The United States is experiencing the most active prolonged period of tornadoes since the April 2011 Super Outbreak.

More than 500 reports of tornadoes have been received by the National Weather Service in the past 30 days, notes Sam Lillo, a doctoral candidate at the University of Oklahoma. The actual number of tornadoes has yet to be confirmed, pending NWS damage surveys from recent activity.

It's the first 30-day period with at least 500 tornado reports since a stretch that included the April 2011 Super Outbreak, according to Patrick Marsh, warning coordination meteorologist at NOAA's Storm Prediction Center (SPC).

Almost 2,200 reports of severe weather, including 328 reports of tornadoes, have been logged from May 17 through the morning of May 28 in the U.S.

Preliminary reports of tornadoes (red Ts), thunderstorm wind damage or high winds (blue Ws) and large hail (green Hs) by day from May 17-May 27, 2019. (Note: The tornado reports do not necessarily correspond to the number and exact tracks of confirmed tornadoes, and some reports of thunderstorm wind damage may be, or have been confirmed as, tornadoes by subsequent NWS damage surveys.)
(NOAA/NWS/Storm Prediction Center)

Almost 150 tornadoes have been confirmed since May 17, according to Katie Wheatley of UStornadoes.com.

Lillo's research found the only 8- to 14-day periods that were more active for tornadoes in the U.S. occurred in April 2011, late May 2004 and in early May 2003.

"Last week was just incredibly long, and even now with severe weather threats outside of Oklahoma, there's the feeling of 'here we go again'," said Lillo. "I can only imagine this feeling is strongest for the operational forecasters covering these threats every day."

From May 17-28, the NWS issued 642 tornado warnings, according to the Iowa Environmental Mesonet (IEM).

In just one 24-hour period ending Tuesday morning, the NWS issued 124 tornado warnings, the most in such a period since April 28-29, 2014, according to Daryl Herzmann of IEM.

May is typically the month with the most tornadoes in the U.S. with an average 279 tornadoes.
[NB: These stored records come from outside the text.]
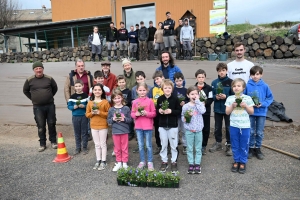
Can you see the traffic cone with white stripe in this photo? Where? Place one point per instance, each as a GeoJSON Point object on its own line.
{"type": "Point", "coordinates": [62, 153]}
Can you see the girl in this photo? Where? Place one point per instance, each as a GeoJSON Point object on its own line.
{"type": "Point", "coordinates": [239, 107]}
{"type": "Point", "coordinates": [97, 110]}
{"type": "Point", "coordinates": [193, 124]}
{"type": "Point", "coordinates": [119, 119]}
{"type": "Point", "coordinates": [143, 111]}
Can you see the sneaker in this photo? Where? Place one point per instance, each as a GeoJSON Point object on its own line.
{"type": "Point", "coordinates": [217, 146]}
{"type": "Point", "coordinates": [191, 169]}
{"type": "Point", "coordinates": [54, 145]}
{"type": "Point", "coordinates": [97, 165]}
{"type": "Point", "coordinates": [163, 167]}
{"type": "Point", "coordinates": [251, 153]}
{"type": "Point", "coordinates": [235, 167]}
{"type": "Point", "coordinates": [150, 166]}
{"type": "Point", "coordinates": [184, 151]}
{"type": "Point", "coordinates": [117, 167]}
{"type": "Point", "coordinates": [42, 148]}
{"type": "Point", "coordinates": [174, 167]}
{"type": "Point", "coordinates": [157, 151]}
{"type": "Point", "coordinates": [141, 165]}
{"type": "Point", "coordinates": [197, 169]}
{"type": "Point", "coordinates": [259, 154]}
{"type": "Point", "coordinates": [242, 169]}
{"type": "Point", "coordinates": [102, 166]}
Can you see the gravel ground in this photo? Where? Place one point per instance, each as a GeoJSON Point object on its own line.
{"type": "Point", "coordinates": [27, 174]}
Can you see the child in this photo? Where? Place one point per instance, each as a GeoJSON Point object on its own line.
{"type": "Point", "coordinates": [154, 94]}
{"type": "Point", "coordinates": [97, 111]}
{"type": "Point", "coordinates": [206, 96]}
{"type": "Point", "coordinates": [168, 109]}
{"type": "Point", "coordinates": [193, 124]}
{"type": "Point", "coordinates": [239, 107]}
{"type": "Point", "coordinates": [77, 104]}
{"type": "Point", "coordinates": [256, 87]}
{"type": "Point", "coordinates": [99, 78]}
{"type": "Point", "coordinates": [143, 112]}
{"type": "Point", "coordinates": [120, 128]}
{"type": "Point", "coordinates": [220, 94]}
{"type": "Point", "coordinates": [180, 91]}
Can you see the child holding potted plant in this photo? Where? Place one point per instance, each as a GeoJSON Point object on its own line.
{"type": "Point", "coordinates": [239, 124]}
{"type": "Point", "coordinates": [143, 111]}
{"type": "Point", "coordinates": [119, 119]}
{"type": "Point", "coordinates": [193, 124]}
{"type": "Point", "coordinates": [97, 111]}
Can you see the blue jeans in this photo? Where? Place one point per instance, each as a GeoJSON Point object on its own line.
{"type": "Point", "coordinates": [257, 131]}
{"type": "Point", "coordinates": [240, 143]}
{"type": "Point", "coordinates": [141, 135]}
{"type": "Point", "coordinates": [194, 139]}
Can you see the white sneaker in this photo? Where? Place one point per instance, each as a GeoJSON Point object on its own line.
{"type": "Point", "coordinates": [117, 167]}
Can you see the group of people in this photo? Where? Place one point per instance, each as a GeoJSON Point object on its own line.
{"type": "Point", "coordinates": [144, 42]}
{"type": "Point", "coordinates": [128, 104]}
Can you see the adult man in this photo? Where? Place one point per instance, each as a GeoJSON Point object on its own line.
{"type": "Point", "coordinates": [143, 38]}
{"type": "Point", "coordinates": [186, 39]}
{"type": "Point", "coordinates": [150, 44]}
{"type": "Point", "coordinates": [40, 89]}
{"type": "Point", "coordinates": [178, 44]}
{"type": "Point", "coordinates": [123, 40]}
{"type": "Point", "coordinates": [95, 40]}
{"type": "Point", "coordinates": [240, 67]}
{"type": "Point", "coordinates": [169, 32]}
{"type": "Point", "coordinates": [111, 40]}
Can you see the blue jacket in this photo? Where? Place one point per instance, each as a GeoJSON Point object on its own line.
{"type": "Point", "coordinates": [219, 105]}
{"type": "Point", "coordinates": [264, 93]}
{"type": "Point", "coordinates": [171, 71]}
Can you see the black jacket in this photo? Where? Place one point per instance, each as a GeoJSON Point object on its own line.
{"type": "Point", "coordinates": [170, 120]}
{"type": "Point", "coordinates": [111, 35]}
{"type": "Point", "coordinates": [208, 92]}
{"type": "Point", "coordinates": [170, 31]}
That's an average of 9 tornadoes each May day.

Interestingly, there hasn't been a single day in this stretch since mid-May with an egregious number of tornado or severe reports that would distinguish it as a singular historic outbreak like the Super Outbreaks of 2011 or 1974 or the May 3, 1999, Plains outbreak.

According to SPC statistics since 2000, there are one to five days each year with at least 400 reports of severe weather in the U.S.

So far not one day in this current stretch has topped 400 severe reports.

The preliminary number of U.S. severe weather (large hail, damaging or high thunderstorm winds, tornado) and tornado reports from May 17-May 27, 2019. These are simply preliminary reports of tornadoes, not actual confirmed tornadoes. Note that each "day" corresponds to a period from 8 a.m. EDT through 8 a.m. EDT the following morning.
(Data: NOAA/NWS/SPC; Table: Infogram)

Instead, it's been just a steady stream of severe weather, often over the same, relatively confined area, with an elevated number of tornado reports each day.

That's including four separate deadly nighttime tornadoes in Iowa, Missouri, Ohio and Oklahoma.

(STUDY: Nighttime Tornadoes More Than Twice as Likely to Be Deadly)

A stagnant jet stream pattern is the culprit of this severe weather siege and rounds of torrential rain and subsequent major river flooding.

The jet has taken a persistent southward dive over the western U.S., sending impulses into the central U.S., where warm, humid air was in place to generate the instability to ignite severe thunderstorms and tornadoes.

The jet-stream pattern that led to the extended period of severe thunderstorms, tornadoes and flooding rain across parts of the central U.S. in mid- to late-May 2019. This pattern also produced record May heat in the southeastern U.S. and chilly, wet weather in much of the West.

Lillo compared the longevity and anxiety of the current severe weather siege to the late-May 2013 tornado swarm in central Oklahoma, including Moore, El Reno and Shawnee.

"After that stretch all I wanted was the summer heat ridge," said Lillo, referring to a dome of high pressure aloft that typically suppresses severe weather and tornadoes in mid- to late summer in Oklahoma and the southern Plains. "I just didn't even want to think about tornadoes for the rest of the year."